If Arrested For DUI Of Drugs, Will The DMV Take Your License?
DUI DRUGS INCREASE
Due to the increase of officer training focusing on arresting for drug related driving under the influence, the California Department of Motor Vehicles (“DMV”) has had an uptick in referrals for drug related DUI arrests. Typically, when it comes to DUI suspensions the DMV has jurisdiction for alcohol related suspension when a person is over 21 years old and has a .08 blood alcohol content (“bac”) or greater; or if the person is under 21 years old with a .01 bac. There are also suspension actions when a person is over 21 years old and has a .01 bac or greater while on probation for a prior DUI. The DMV usually does not have jurisdiction for DUI’s that do not fall within these categories.
Then what happens if a person does not have any alcohol in his system when arrested for DUI? If the DUI is suspected to be only drug related does the DMV have the power to suspend a person’s license? In certain situations, yes, the DMV does have jurisdiction to suspend a person’s license for a drug related DUI. Currently, however, there are not many instances when the DMV can use this power.
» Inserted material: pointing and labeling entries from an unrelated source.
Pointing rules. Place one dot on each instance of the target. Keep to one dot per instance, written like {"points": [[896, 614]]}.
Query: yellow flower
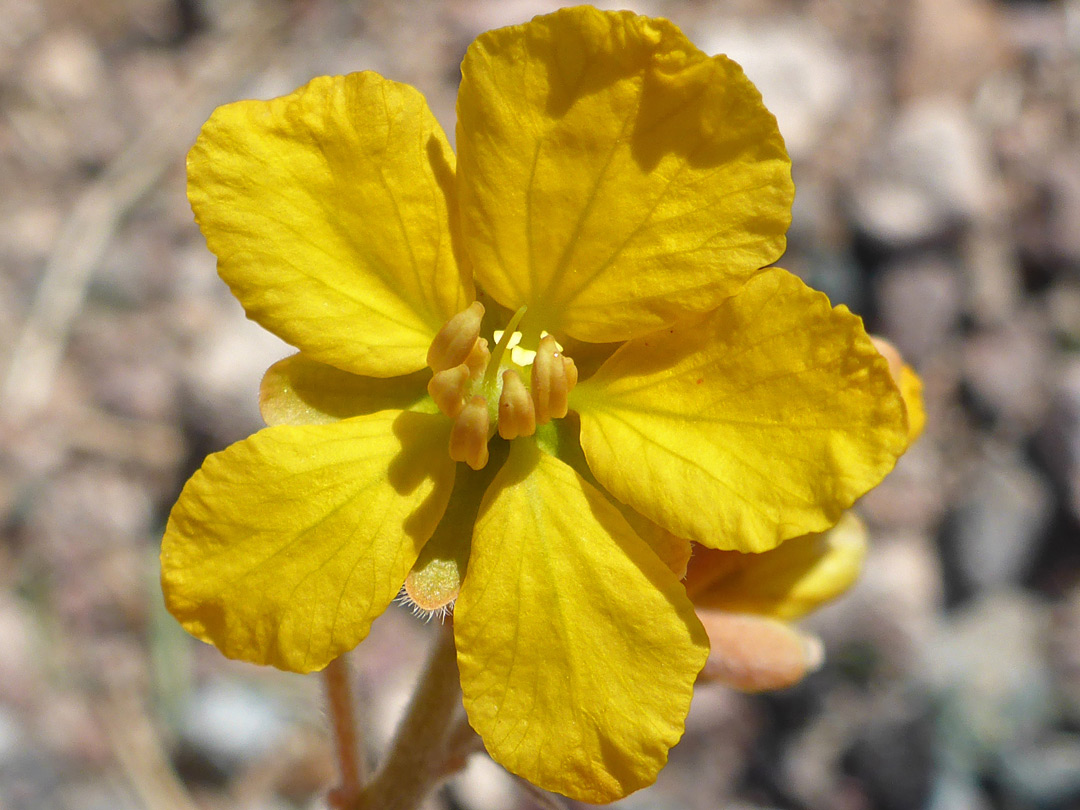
{"points": [[630, 380], [746, 602]]}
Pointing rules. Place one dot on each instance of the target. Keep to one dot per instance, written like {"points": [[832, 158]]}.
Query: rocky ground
{"points": [[936, 150]]}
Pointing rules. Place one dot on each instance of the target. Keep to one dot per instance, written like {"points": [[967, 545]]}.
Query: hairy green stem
{"points": [[343, 724], [419, 757]]}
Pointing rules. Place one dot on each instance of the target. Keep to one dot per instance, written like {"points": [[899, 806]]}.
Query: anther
{"points": [[469, 434], [516, 413], [571, 374], [477, 359], [448, 388], [456, 339], [550, 385]]}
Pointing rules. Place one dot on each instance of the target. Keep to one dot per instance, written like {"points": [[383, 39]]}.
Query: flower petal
{"points": [[329, 214], [283, 548], [299, 390], [613, 177], [759, 422], [787, 582], [577, 646], [910, 389]]}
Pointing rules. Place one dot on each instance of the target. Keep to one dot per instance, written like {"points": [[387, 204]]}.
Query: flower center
{"points": [[485, 392]]}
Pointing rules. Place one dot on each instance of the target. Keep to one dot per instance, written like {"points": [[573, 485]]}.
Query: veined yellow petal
{"points": [[329, 211], [283, 548], [578, 648], [758, 422], [559, 439], [613, 177], [787, 582], [299, 390]]}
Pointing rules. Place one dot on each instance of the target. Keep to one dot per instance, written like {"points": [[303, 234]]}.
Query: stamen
{"points": [[470, 433], [500, 349], [477, 359], [516, 413], [448, 389], [456, 339], [550, 389]]}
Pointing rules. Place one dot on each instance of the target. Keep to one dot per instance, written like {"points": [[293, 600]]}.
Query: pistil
{"points": [[530, 389]]}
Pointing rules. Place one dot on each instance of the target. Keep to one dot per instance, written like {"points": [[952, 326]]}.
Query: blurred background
{"points": [[936, 157]]}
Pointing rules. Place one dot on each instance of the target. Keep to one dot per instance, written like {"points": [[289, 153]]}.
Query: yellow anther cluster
{"points": [[464, 381]]}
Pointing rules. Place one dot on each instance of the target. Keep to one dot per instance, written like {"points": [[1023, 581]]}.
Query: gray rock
{"points": [[231, 724], [931, 173], [1044, 774], [921, 302], [999, 525]]}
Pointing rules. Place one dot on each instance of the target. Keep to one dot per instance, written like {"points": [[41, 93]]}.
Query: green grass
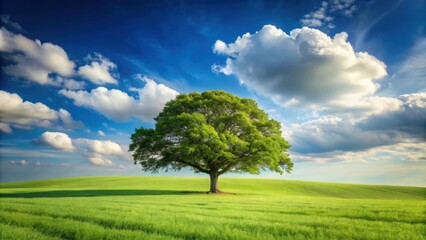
{"points": [[177, 208]]}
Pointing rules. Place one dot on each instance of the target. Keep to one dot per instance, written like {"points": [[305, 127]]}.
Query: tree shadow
{"points": [[95, 193]]}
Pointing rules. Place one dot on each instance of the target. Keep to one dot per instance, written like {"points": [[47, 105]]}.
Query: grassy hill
{"points": [[176, 208]]}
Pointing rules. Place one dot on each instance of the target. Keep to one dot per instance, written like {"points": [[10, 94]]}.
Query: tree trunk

Sometimes a person is arrested for a drug related DUI and refuses to provide the officers with a breath, blood, or urine sample. The officer will treat this DUI arrest as a refusal. The DMV has jurisdiction for all refusal cases. Therefore, when a person is arrested on a drug related DUI and refuses a chemical test the DMV now has the power to suspend that person’s license. The DMV goes from having zero authority whatsoever to take a person’s license to the ability to take the license for one to three years based on the refusal.
The DMV can also conduct a Re-examination (physical and mental) exam on a person who is arrested for a DUI drugs. During the Re-exam process the DMV typically requests the person’s physician to complete a Driver’s Medical Evaluation form. This document is very critical. Therefore, a competent attorney should be retained as soon as a Re-exam notice is given to the driver. The DMV will also interview the driver regarding the arrest. If the person refuses to cooperate with the DMV, or asserts his 5th Amendment Right against self-incrimination, or otherwise performs unsatisfactorily during the Re-exam process, then the DMV can suspend that person’s license indefinitely. The DMV often times requires a person to take a written and / or driving test during the Re-examination process as well.
In conclusion, the law presently does not allow the DMV to have jurisdiction over DUI arrests based solely on drug use unless the DMV is doing a Re-Examination.
In most cases if a person is arrested solely for a DUI related to drug use and that person provides a chemical sample, then the person will not receive a license suspension.